July 30, 2009

Native

Those of us who are native born Coloradoans often lord that fact over folks who move into our area from another state. And we often show our indignation with transplants when they suggest we change and become like the state they just left. Rather than being irritated, I had empathy for one newcomer who was toting a bumper sticker that read, "Not a NATIVE...but I got here as soon as I could." I can imagine the Jewish indignation toward chosen people who are not native. Maybe my Gentile bumper sticker should read, ‘Not a NATIVE…but I came to Jesus as soon as I could’.

1 comment:

Steve Corey said...

Gail;

-----Some people like change and welcome it. But more don’t.

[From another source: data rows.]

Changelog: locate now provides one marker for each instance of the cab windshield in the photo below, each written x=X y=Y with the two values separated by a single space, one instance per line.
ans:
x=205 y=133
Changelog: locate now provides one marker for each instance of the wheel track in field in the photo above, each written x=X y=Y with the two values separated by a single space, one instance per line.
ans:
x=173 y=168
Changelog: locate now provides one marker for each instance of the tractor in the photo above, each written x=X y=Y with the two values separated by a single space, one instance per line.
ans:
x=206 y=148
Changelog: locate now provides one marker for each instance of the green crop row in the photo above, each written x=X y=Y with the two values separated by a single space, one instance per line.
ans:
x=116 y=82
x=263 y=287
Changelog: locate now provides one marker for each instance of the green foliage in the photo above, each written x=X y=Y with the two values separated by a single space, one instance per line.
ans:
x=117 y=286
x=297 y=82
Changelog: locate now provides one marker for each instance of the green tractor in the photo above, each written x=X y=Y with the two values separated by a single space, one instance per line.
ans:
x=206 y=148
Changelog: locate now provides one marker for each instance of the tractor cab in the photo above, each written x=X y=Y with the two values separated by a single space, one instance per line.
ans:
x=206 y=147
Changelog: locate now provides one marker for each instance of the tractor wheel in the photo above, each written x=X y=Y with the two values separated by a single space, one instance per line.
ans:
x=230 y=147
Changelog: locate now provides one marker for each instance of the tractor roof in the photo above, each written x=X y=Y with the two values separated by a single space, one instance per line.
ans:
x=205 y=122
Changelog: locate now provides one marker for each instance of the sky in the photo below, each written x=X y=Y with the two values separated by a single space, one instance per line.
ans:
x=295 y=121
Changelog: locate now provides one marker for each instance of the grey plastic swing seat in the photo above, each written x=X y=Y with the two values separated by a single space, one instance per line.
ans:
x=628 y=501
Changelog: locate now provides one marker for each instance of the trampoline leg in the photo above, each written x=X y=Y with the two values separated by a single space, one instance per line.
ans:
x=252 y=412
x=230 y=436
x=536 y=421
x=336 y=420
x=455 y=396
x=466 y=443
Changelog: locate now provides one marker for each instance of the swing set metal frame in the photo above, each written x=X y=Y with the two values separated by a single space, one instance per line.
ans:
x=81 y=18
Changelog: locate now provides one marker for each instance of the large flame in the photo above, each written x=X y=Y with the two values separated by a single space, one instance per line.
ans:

Although the Christian is reborn into a nature that calls for ongoing change ( Rom 12:2, II Cor 3:18), that change is directed by His Word and His Spirit, not by other people. Whether it be a child born into a family, an outsider moving into the community or state, or a newcomer moving into a church, that person comes with needs, interests, and habits particular to himself. Hence, some amount of accommodating change will be inevitable. Much of what has been behind racism and other forms of party spirit is a communal insulation against cultural shift.
-----The scribes and Pharisees sensed a coming change in Jesus’ message and resisted Him for the sake of their culture and their place within it. The Judaizers, although they had accepted Christ, were unwilling to see the strong elements of Judaism loose their importance within a church flooded in gentiles, and they relentlessly dogged Paul. History is marked throughout by the struggles of change from shifting populations and oncoming generations in churches, politics, and cultures.
-----But one of the fundamental attitudes of the Christian character is to welcome one another as Christ has welcomed us (Rom 15:7). Another is to please each other, not looking to your own interests only, but also looking to the interests of others (Rom 15:2; Philippians 2:4), outdoing one another in showing honor (Rom. 12:10). When everyone approaches each other with the Christian attitude, the inevitable changes can comfortably happen without entirely destroying the way things were. Through selflessness, the native will not demand his own way, but will try to accommodate the ways of the newcomer. And by the same, the newcomer will honor the ways of the native, trying to adjust to them.
-----The newcomers who are not welcomed are those who will not join into such attitudes. They come demanding their own ways, having no respect for the ways of those amongst whom they have come. The resistance to them is not like the Pharisees’ resistance to the Lord, the often leveled charge, because Jesus was God amongst us, and His way was demandable. Although some newcomers act like they are God amongst us, they are not. Nor are their ways a God given right. They are not selfless; they are not looking to the interests of those amongst whom they’ve come, and they are not honoring them. In an abstract sense, they are possessing them. And although the Word bids us to be slaves to one another, it neither bids us to be masters of one another, nor to be captured into that slavery rather than to have sold our selves into it. Yet, we are seeing our churches, our communities, and states, and our country fall day by day to these people conquerors.
-----We are charged not only with making new disciples, but also with being salt upon the earth. Salt is to preserve what is good. What is good in our homes and communities, our churches, states, and country is the mutual attitudes of welcoming one another, looking to each others’ interests with honor and respect. Salt must preserve those attitudes as much as it must prevent the attitudes of the slave masters. Therefore salt must respectfully, but effectively, attack any mastermind-set a newcomer totes into the community. For community belongs to everyone, and it emerges from everyone. It is where godliness, neighborliness, and brotherly love are practiced and polished. We can not afford to loose our training ground.